Fees are a huge factor in 529 plans — ranging from $0 to $1,735 among various states for 10-year costs on a $10,000 investment.

If you’ve done some research on 529s, you’ve probably heard of prepaid plans, which can sound good because they allow you to purchase tuition at today’s rates, which means you no longer have to worry if your investments will keep up with tuition increases. But there are three major downsides to prepaid plans, such as:

1. You have no control over how the money is invested. Other plans offer you control of where your contributions go.

2. State prepaid plans may limit top value to in-state public universities. You may be get partial value at private schools or out-of-state colleges.

3. Some plans have closed due to lack of funds. Make sure that plan is guaranteed by the state.

For a CD, you’ll get hit with penalties if you try to withdraw your funds prior to the maturity date. Typically, for a five-year CD, this means you’ll lose the last six months’ worth of interest. Because a CD is a “set it and forget it” type of investment without any regular transactions, an investor is less likely to incur fees.

What if your child later decides not to attend college?

Some parents worry that their child will decide not to attend college, making it a waste to save so much for their child’s higher-education expenses. Not true.

Account owners can change the beneficiary if the original beneficiary decides not to continue his or her education. You can consider other immediate family members, even yourself or your spouse. You just need to stick with IRS guidelines about beneficiaries.

If you opened a CD, you wouldn’t have to worry about the hassle of changing beneficiaries (it is advised to see a financial planner if you decide to do this with a 529).

Risks of plans

529 plans provide families with an excellent choice to save for future college expenses, but these plans have proved to be more volatile than anticipated.

When the stock market tumbled in 2008 and 2009, some 529 plans actually fell in value by as much as 80 percent.

Why CDs are the safer choice

If 529 plans are beginning to sound as if they’re too risky for you, open a CDs to save for college.

Stock market returns beat CD yields over the long-term, but one thing is certain.
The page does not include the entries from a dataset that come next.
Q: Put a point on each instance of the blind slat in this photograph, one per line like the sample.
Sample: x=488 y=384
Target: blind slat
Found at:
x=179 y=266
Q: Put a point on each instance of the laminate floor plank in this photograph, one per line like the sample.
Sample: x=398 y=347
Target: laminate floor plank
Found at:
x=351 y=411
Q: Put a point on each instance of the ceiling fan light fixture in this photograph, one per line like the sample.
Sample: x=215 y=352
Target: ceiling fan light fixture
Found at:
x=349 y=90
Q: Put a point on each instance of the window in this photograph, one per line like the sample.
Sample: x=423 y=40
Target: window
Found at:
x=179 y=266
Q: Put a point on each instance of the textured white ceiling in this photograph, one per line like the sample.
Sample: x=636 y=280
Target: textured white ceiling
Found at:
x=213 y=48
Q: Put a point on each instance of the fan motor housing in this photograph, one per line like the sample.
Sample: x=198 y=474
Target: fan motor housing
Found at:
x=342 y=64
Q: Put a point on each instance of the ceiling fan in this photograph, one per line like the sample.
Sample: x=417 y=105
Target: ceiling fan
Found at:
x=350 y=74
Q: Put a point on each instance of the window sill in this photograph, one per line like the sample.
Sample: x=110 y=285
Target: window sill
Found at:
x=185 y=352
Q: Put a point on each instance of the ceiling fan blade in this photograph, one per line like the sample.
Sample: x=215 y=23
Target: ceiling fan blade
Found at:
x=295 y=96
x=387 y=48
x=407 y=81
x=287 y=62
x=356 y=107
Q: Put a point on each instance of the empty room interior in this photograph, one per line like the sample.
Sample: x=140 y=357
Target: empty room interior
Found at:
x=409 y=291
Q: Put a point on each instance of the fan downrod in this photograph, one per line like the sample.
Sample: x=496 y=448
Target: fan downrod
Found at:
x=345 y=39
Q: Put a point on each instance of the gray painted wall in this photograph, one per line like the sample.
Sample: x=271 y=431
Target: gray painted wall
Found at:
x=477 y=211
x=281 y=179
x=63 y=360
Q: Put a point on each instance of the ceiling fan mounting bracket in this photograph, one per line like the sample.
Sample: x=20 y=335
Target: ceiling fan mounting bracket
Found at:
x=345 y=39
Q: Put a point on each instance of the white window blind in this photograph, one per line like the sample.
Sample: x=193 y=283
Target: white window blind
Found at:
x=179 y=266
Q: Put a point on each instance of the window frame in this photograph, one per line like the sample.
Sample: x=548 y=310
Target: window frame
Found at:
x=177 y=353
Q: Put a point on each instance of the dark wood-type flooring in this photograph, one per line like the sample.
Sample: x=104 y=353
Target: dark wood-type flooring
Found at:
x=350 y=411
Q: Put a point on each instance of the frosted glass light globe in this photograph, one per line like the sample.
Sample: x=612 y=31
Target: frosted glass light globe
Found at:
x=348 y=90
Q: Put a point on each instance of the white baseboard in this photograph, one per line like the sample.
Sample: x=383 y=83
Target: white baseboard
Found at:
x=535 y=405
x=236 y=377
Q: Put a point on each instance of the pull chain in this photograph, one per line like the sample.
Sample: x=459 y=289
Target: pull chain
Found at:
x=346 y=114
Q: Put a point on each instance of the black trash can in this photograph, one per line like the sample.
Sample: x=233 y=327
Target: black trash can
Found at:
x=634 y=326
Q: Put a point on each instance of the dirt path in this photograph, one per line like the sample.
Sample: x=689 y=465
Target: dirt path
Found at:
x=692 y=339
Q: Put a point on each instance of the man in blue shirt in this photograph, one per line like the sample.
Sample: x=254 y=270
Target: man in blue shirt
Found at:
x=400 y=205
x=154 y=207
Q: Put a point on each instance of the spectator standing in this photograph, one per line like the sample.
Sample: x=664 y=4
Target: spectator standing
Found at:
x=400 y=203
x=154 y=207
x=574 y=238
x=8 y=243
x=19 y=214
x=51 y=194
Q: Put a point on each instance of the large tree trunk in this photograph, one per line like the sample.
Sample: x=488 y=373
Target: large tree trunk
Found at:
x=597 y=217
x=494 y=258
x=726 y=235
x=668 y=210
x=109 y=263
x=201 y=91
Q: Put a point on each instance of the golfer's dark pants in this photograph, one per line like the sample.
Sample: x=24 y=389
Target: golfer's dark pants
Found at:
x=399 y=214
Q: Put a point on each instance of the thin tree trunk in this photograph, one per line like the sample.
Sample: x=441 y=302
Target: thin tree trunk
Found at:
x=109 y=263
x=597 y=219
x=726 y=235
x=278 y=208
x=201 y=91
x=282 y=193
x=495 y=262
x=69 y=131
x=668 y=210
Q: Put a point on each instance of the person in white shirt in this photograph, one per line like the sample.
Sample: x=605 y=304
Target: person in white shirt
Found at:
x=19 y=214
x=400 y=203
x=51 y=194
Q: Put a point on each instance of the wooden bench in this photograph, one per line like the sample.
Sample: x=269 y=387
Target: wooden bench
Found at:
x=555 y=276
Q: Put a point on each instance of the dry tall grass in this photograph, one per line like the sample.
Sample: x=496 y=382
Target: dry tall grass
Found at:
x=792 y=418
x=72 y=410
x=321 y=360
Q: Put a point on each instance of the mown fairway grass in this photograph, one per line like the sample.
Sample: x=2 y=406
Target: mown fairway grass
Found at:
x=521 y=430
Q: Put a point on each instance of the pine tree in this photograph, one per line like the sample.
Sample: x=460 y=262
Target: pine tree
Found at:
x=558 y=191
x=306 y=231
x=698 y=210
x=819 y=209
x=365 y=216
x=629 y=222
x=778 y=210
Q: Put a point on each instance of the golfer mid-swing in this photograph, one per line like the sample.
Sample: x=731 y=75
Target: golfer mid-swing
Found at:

At least with CDs you never have to worry about your college savings losing money.

Here are three options that will keep your college savings fully FDIC-insured:

1. Use a ladder

A CD ladder strategy designed to help pay for college is easy to set up. You simply extend the maturities of a series of different CDs at regular intervals, and when rates go up you will start earning better returns.

If college is far off? If so, you should take advantage of the long-term certificates that offer the best rates. Will your ladder keep up with college tuition inflation or stock market averages? Probably not. But it might be closer than you think.

When financial advisors point out the inadequacy of certificates as a long-term investing tool, they invariably point to the historical returns based on the national average.

But if you use the highest rates, you aren’t settling for “average.” And those rates tend to be a lot closer to the rate of inflation — even stock market averages — over the long-term than you think.

2. Credit union deals

Finding CDs to use for college savings is easier when you include credit unions in your search. Credit unions tend to market their products to smaller groups, which can allow them to offer some great deals to their members.

Some credit unions even offer certificates that can be purchased for children up to the age of 13. This means that if you buy the CD for a 13-year old, you can ride the same rate all the way to the first day of college.

3. CDs indexed to tuition

If you purchased a traditional certificate of deposit, you’re stuck with that yield until maturity (unless you withdraw early) regardless of what happens to rates — and college tuition — in the future.

But there are banks that offer variable-rate certificates that increase as tuition increases. Right now, these certificates are actually paying far less than the best fixed-rate CDs. But if tuition costs skyrocket, you’d have the potential to earn as much as 4.90 percent APY.

These CD options aren’t for everyone, but they are the clear choice for parents who can’t stand the thought of losing their college savings in 529 plans that invest in stocks and bonds.